6. Mai 2026 aktualisiert von: Marco Valgimigli, Cardiocentro Ticino

Hunting for the Long-Term EffeCts of P2Y12 Inhibitor monotHerapy and Coagulation Monitoring After PCI: an Open-label, Randomized Study.

Patients who undergo percutaneous coronary intervention (PCI) are commonly treated with antiplatelet therapy to prevent stent thrombosis and recurrence of events. After an initial period of dual antiplatelet therapy, long-term treatment with a single P2Y12 inhibitor (such as clopidogrel, ticagrelor, or prasugrel) is often prescribed. However, the optimal drug and dose for long-term monotherapy remain uncertain, as patients may experience either insufficient platelet inhibition (leading to ischemic events) or excessive inhibition (increasing bleeding risk).

The HI-TECH 2 study aims to identify the most appropriate type and dose of P2Y12 inhibitor monotherapy to achieve a balanced level of platelet inhibition within a predefined therapeutic range.

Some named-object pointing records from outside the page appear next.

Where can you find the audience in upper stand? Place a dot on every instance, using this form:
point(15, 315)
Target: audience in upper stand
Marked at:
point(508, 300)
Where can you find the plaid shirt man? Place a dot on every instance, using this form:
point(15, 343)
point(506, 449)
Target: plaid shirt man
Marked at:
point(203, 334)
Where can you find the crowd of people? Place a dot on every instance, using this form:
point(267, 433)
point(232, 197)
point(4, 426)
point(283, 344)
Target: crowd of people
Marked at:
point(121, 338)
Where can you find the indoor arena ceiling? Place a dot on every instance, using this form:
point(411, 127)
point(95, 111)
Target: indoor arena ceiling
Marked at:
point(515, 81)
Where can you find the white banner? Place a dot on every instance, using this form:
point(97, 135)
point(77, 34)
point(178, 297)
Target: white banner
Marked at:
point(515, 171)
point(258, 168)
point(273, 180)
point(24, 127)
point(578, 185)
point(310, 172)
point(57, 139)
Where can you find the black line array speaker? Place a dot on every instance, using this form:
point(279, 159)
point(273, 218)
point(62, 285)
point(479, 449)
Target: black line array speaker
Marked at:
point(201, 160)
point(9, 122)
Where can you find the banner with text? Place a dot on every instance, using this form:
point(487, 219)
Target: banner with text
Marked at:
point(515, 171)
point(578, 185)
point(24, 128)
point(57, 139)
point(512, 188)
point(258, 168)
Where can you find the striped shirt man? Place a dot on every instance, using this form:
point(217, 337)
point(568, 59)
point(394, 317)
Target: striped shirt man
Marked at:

The study also seeks to better understand how blood coagulation activity evolves over time after PCI.

This is a prospective, investigator-initiated, single-center, open-label study conducted in two phases. In Phase 1, patients receive stepwise reduced doses of ticagrelor or prasugrel to determine the optimal dose that most consistently achieves the desired level of platelet inhibition. In Phase 2, patients are randomly assigned to receive clopidogrel or the optimal doses of ticagrelor or prasugrel identified in Phase 1.

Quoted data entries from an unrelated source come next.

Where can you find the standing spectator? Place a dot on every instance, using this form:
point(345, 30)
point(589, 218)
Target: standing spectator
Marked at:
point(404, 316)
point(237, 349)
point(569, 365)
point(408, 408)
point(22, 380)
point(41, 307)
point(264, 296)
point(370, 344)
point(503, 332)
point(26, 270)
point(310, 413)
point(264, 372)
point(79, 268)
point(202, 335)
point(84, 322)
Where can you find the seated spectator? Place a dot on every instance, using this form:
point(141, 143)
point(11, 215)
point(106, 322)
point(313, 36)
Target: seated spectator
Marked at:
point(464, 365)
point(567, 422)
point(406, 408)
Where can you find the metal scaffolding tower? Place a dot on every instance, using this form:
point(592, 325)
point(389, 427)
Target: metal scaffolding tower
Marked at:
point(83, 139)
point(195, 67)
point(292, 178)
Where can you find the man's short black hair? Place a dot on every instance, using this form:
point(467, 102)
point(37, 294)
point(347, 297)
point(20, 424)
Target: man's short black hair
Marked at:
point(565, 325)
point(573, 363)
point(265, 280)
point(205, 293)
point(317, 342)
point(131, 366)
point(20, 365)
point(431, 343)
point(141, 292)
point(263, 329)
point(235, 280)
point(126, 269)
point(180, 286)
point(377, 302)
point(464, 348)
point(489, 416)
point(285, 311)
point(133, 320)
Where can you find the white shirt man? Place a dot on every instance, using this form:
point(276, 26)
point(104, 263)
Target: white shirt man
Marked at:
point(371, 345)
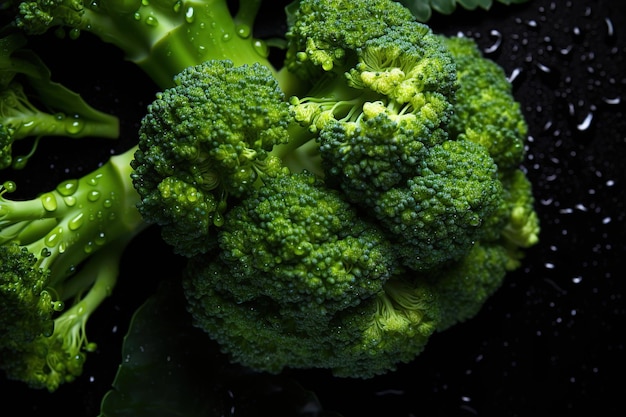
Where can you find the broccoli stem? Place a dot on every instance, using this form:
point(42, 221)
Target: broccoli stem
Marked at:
point(206, 30)
point(64, 227)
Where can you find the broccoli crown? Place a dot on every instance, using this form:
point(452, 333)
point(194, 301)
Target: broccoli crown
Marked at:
point(201, 143)
point(310, 249)
point(407, 82)
point(27, 307)
point(438, 214)
point(364, 340)
point(485, 111)
point(321, 38)
point(402, 210)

The main question of the study is whether optimized ticagrelor or prasugrel regimens are more effective than standard-dose clopidogrel in achieving platelet inhibition within the target therapeutic window, as measured by validated platelet function tests. Additional objectives include evaluating the role of genetic factors in treatment response and assessing markers of coagulation activation over time.

The results of this study may help personalize long-term antiplatelet therapy after PCI, improving the balance between reducing thrombotic risk and minimizing bleeding complications.

Studienübersicht

Status

Rekrutierung

Bedingungen

Intervention / Behandlung

Detaillierte Beschreibung

HI-TECH 2 is a prospective, investigator-initiated, single-center, open-label clinical trial designed to optimize P2Y12 inhibitor monotherapy following percutaneous coronary intervention (PCI), with a focus on achieving a predefined therapeutic window of platelet reactivity and characterizing coagulation system activation over time.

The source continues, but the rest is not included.